A proposed framework and innovative digital inclusivity index aim to address marginalization.
By Felix Ouko Opola, Simon Langan, Indika Arulingam, Niyati Singaraju, Deepa Joshi, Charlotte Schumann, Inga Jacobs-Mata and Karen Nortje
Who gets left behind in the digital transformation?
If you are reading this, you have access to a smart digital device and have the ways and means to use it and, hopefully, benefit from the range of services it offers. Digital processes are starting to dominate how we interact with the world, dominating communication outside of face-to-face meetups. This array and depth of digital processes has been referred to as the fourth industrial revolution, disrupting almost every industry in every country, according to the World Economic Forum. However, questions and concerns have been raised over how we can make this transformation equitable across communities which do not have access to digital technologies, services, and infrastructure, lack the skills required to use these digital innovations, or find these innovations inappropriate for their day-to-day needs. These inequalities have been referred to as the digital divide and are more apparent in rural communities of less industrialized regions of the world where livelihoods are closely and intricately intertwined with food production and distribution as well as the natural resources linked to it such as land and water. Specific groups of people are marginalized from the digital transformation process such as women, indigenous communities and youth, particularly in rural areas.
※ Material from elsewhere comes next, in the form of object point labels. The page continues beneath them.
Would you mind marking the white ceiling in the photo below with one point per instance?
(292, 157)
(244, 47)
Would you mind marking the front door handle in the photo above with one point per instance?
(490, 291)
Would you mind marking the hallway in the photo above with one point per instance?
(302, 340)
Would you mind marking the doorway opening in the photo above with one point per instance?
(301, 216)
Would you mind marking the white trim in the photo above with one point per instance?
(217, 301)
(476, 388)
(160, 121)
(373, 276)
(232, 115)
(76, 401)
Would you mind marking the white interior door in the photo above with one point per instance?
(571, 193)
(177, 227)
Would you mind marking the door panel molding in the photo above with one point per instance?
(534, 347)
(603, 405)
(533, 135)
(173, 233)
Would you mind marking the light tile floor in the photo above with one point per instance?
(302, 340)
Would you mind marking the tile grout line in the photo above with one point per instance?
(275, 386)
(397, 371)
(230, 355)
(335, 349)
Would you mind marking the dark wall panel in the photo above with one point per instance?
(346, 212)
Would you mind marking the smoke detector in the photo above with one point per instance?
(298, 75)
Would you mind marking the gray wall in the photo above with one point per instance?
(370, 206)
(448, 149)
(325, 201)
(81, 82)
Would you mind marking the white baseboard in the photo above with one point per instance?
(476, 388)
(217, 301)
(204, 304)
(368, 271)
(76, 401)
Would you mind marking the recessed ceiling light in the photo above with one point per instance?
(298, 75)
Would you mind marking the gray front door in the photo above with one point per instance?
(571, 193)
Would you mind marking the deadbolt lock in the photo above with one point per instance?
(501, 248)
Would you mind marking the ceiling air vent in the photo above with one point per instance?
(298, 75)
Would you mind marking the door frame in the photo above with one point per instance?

Without a careful and proactive consideration of these digital divides, digital technologies and services will continue to benefit the more affluent and educated at the expense of those most in need.
Minding the gap
Current understandings of the digital divide focus on how accessible and usable digital technologies and services are to marginalized groups of people. We think this is insufficient, since it leaves out other important aspects of digital inclusion: providing tangible, day-to-day benefits, featuring inclusive participation in their design and development and ensuring safeguards against potential harm. A research collaboration, led by the International Water Management Institute, has proposed a holistic framework as a tool featuring a list of standard dimensions and indicators of digital inclusivity to fill these gaps. The specifics and underpinning indicators that make up this framework, as well as an innovative digital inclusivity index has just been submitted by the authors for peer review.
The key terms of this proposed framework are as follows:
Digital innovation: The application of new or improved digital tools, ideas, and skills as solutions to social, economic, and environmental challenges. Some examples are the Internet of Things, use of drones, remote sensing and social media platforms. We focus on innovation because we would like to develop a solution-oriented index rather than an index that diagnoses digital inequality.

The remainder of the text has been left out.